UPDATE NewReport00 nr
LEFT JOIN LastReport00 lr ON lr.item_no = nr.item_no
SET nr.is_new_latest_run =
    CASE WHEN lr.item_no IS NULL THEN 'New'
         WHEN EXISTS (
             SELECT nr.is_family, nr.family_status
             EXCEPT
             SELECT lr.is_family, lr.family_status
         ) THEN 'Update'
         ELSE 'Same'
    END;

But this got me an error:

[2024-04-03 16:42:49] [42000][1064] You have an error in your SQL syntax; check the manual that corresponds to your MySQL server version for the right syntax to use near 'SELECT lr.is_family, lr.family_status
[2024-04-03 16:42:49] ) THEN 'Update'
[2024-04-03 16:42:49] ELSE 'Sa' at line 8
[2024-04-03 16:42:49] [42000][1064] You have an error in your SQL syntax; check the manual that corresponds to your MySQL server version for the right syntax to use near 'SELECT lr.is_family, lr.family_status
[2024-04-03 16:42:49] ) THEN 'Update'
[2024-04-03 16:42:49] ELSE 'Sa' at line 8

Line 8 is: SELECT lr.is_family, lr.family_status

Not quite sure where to go from here?? @Charlieface, do you have any guidance?

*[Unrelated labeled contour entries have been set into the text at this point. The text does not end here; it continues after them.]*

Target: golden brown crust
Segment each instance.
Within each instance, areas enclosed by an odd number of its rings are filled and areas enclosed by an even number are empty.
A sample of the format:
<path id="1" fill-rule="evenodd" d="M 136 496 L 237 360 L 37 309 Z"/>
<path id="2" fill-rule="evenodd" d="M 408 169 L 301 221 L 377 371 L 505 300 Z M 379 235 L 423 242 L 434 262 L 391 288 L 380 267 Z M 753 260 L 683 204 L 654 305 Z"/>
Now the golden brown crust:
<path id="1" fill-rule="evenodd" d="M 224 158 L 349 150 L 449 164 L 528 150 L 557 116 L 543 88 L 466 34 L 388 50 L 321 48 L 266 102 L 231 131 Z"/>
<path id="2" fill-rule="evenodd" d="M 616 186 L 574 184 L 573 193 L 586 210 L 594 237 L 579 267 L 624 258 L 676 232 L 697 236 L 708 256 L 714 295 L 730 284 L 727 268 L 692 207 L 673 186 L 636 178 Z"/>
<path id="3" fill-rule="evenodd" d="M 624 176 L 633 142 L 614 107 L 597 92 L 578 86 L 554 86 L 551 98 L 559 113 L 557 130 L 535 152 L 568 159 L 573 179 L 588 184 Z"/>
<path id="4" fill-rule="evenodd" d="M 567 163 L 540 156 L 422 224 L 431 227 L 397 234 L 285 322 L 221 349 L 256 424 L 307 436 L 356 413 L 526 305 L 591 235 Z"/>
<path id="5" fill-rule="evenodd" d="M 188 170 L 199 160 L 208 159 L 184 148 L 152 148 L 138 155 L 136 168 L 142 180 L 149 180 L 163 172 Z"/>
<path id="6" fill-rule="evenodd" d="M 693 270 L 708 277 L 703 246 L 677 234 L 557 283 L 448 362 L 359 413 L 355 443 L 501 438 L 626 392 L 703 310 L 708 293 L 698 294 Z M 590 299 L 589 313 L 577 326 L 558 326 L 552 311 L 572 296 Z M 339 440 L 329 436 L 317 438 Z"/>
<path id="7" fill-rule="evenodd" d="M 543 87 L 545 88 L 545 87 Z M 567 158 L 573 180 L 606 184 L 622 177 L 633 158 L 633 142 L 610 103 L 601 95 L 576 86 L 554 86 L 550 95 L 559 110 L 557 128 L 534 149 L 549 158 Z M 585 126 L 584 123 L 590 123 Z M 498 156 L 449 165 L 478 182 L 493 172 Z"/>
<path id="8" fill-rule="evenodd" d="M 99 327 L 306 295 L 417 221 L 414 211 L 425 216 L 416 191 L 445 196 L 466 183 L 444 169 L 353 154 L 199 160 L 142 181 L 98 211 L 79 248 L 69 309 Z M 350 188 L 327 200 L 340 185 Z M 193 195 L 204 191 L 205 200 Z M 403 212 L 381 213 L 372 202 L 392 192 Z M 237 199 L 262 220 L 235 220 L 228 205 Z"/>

After some research, it turns out that MySQL does not support EXCEPT. Left Join with Distinct is suggested, but I have yet to logic my way through this..... As I'm using MariaDB in MySQL on a Mac M2 Silicon under MAMP, I'll have to work my way through this.

Thanks!

Answers

It seems like you're on the right track with your SQL query, but as you discovered, MySQL doesn't support the EXCEPT operator. However, you can achieve similar functionality using a LEFT JOIN with a DISTINCT clause.

Here's how you can modify your query to work in MySQL:

UPDATE NewReport00 nr
LEFT JOIN LastReport00 lr ON lr.item_no = nr.item_no
SET nr.is_new_latest_run =
    CASE 
        WHEN lr.item_no IS NULL THEN 'New'
        WHEN NOT EXISTS (
            SELECT DISTINCT nr.is_family, nr.family_status
            FROM NewReport00 nr
            WHERE nr.item_no = lr.item_no
            AND nr.is_family = lr.is_family
            AND nr.family_status = lr.family_status
        ) THEN 'Update'
        ELSE 'Same'
    END;

In this query:

  • We use a LEFT JOIN to match rows between the NewReport00 and LastReport00 tables based on the item_no column.
  • The CASE statement checks the conditions:
    • If lr.item_no is NULL, it means the item is new and not in the old report, so we set the status to 'New'.
    • If there are no matching rows in NewReport00 with different values for the specified columns (is_family, family_status), it means the item has been updated, so we set the status to 'Update'.
    • Otherwise, the item is the same as in the old report, so we set the status to 'Same'.
  • We use a DISTINCT clause in the subquery to ensure that we only compare distinct combinations of the specified columns.

This query should work in MySQL and help you update the status column based on the conditions you described.